De cette façon de parler je ne ferai que deux citations : en conclusion de son homélie, récemment, tel prêtre de ma localité disait ceci : "c'est à nous de faire resurgir sans cesse, dans ce monde, les réalités du Royaume des Cieux .... Ce ne sera pas de notre vivant que nous verrons la plénitude de ce Règne. Mais peu importe ! L'essentiel est d'en être nous-mêmes des signes".

et dans un hebdomadaire protestant français, l'article signé par un pasteur et intitulé "Demain l'Apocalypse" se termine ainsi : "Dieu propose toujours au monde d'avancer vers un avenir neuf. Les êtres humains peuvent refuser les propositions de Dieu ou devenir partenaires et collaborateurs de Dieu. La vie l'emportera-t-elle demain sur les malheurs apocalyptiques ? La réponse est entre les mains des humains.

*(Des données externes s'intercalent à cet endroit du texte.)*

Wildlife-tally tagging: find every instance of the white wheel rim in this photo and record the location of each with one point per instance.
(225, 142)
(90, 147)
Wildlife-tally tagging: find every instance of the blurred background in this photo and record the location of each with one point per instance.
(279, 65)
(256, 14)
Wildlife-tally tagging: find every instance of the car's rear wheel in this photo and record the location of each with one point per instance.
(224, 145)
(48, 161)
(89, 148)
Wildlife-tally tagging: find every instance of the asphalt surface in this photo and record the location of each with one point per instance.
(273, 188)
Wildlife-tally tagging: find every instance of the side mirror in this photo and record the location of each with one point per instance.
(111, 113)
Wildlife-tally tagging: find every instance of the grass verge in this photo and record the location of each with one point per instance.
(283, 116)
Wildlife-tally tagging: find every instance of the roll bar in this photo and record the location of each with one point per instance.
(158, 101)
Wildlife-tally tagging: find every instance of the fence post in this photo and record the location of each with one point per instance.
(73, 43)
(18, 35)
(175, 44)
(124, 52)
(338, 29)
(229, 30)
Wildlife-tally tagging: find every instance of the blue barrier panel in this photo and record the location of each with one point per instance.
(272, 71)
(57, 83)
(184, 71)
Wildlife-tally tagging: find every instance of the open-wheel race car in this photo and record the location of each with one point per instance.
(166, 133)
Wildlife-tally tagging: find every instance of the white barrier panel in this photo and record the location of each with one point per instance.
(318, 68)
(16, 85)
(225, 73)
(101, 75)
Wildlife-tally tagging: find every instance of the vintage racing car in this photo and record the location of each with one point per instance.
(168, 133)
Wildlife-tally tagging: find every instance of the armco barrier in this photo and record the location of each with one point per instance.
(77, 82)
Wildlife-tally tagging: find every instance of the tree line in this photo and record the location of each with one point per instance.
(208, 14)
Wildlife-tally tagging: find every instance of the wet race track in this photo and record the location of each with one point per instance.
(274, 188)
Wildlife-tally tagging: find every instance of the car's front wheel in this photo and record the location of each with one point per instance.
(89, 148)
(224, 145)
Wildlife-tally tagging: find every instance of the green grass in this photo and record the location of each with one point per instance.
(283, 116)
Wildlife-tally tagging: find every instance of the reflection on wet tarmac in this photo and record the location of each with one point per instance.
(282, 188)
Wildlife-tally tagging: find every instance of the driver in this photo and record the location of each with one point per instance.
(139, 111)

Tout dépendra de leurs choix autant individuels que collectifs".

Pauvres de nous, humains, si l'avenir est entre nos mains !

Pauvres chrétiens qui n'attendent pas tout de l'Avènement victorieux de Jésus !

 

CITATION : UN THÉOLOGIEN PLAIDE POUR LA PAROUSIE

l'attente de la Parousie dans le christianisme primitif embarrasse la théologie moderne qui pense pouvoir se tirer de cet embarras en recourant à la démythologisation...

Bien que toutes les confessions de foi chrétiennes reconnues parlent de celui "qui viendra dans la gloire pour juger les vivants et les morts, et dont le règne n'aura pas de fin" (confession de foi de Nicée), la théologie a peu réfléchi au "Christ qui vient..." !

Mais n'était-ce pas également un signe d'embourgeoisement du christianisme si l'attente de la Parousie a perdu sa force et si elle n'avait plus rien à dire au monde éclairé ?

De même que l'abandon de l'espérance du Messie a été le prix payé par les juifs pour leur émancipation dans la société moderne, de même aussi l'abandon de l'espérance de la Parousie a été, très tôt, le prix payé par les chrétiens pour leur intégration dans l'empire romain.

Alors que, dans le culte et durant les persécutions, les communautés chrétiennes priaient avec passion "Maranatha" ! , " Viens, Seigneur Jésus, viens bientôt !" (I Corint. 16 . 22 et Apoc. 22 . 20), l'Église impériale constantinienne a commencé à prier "pro mora finis" (c'est-à-dire : " pour que la fin soit retardée"), afin de se recommander comme une religion qui porte l'État et qui maintient le monde.

Or, celui qui cherche à s'adapter au monde et à être reconnu par lui doit abandonner l'espérance du Royaume messianique qui change tout et qui renouvelle tout.

Mais pour celui qui accepte de se détourner réellement de son présent, l'espérance dans la venue du Christ et de son Royaume prend toute son importance. Il a besoin de cet appui dans l'espérance pour se détacher du présent et pour pouvoir l'affronter librement (I Corint. 7 . 31). Il n'aime plus la "figure de ce monde", l'injustice et la violence, mais il commence à "aimer la manifestation du Seigneur.."

Avec ceux qui souffrent il crie : "que ton règne vienne et que passe ce monde ! ".

C'est dans la résistance contre les puissances impies de l'oppression, dans la persécution et dans la souffrance, qu'est éprouvée la force de l'attente de la Parousie.! "

(Jürgen Moltmann, "Jésus le Messie de Dieu", pp. 427 & 428, Èd. du Cerf )

"Ton visage, qu'il soit reconnu !

Ton règne, qu'il arrive ! Ton désir, qu'il se réalise !

Car c'est à toi, notre père, qu'appartiennent Royauté, toute puissance et gloire. Amen!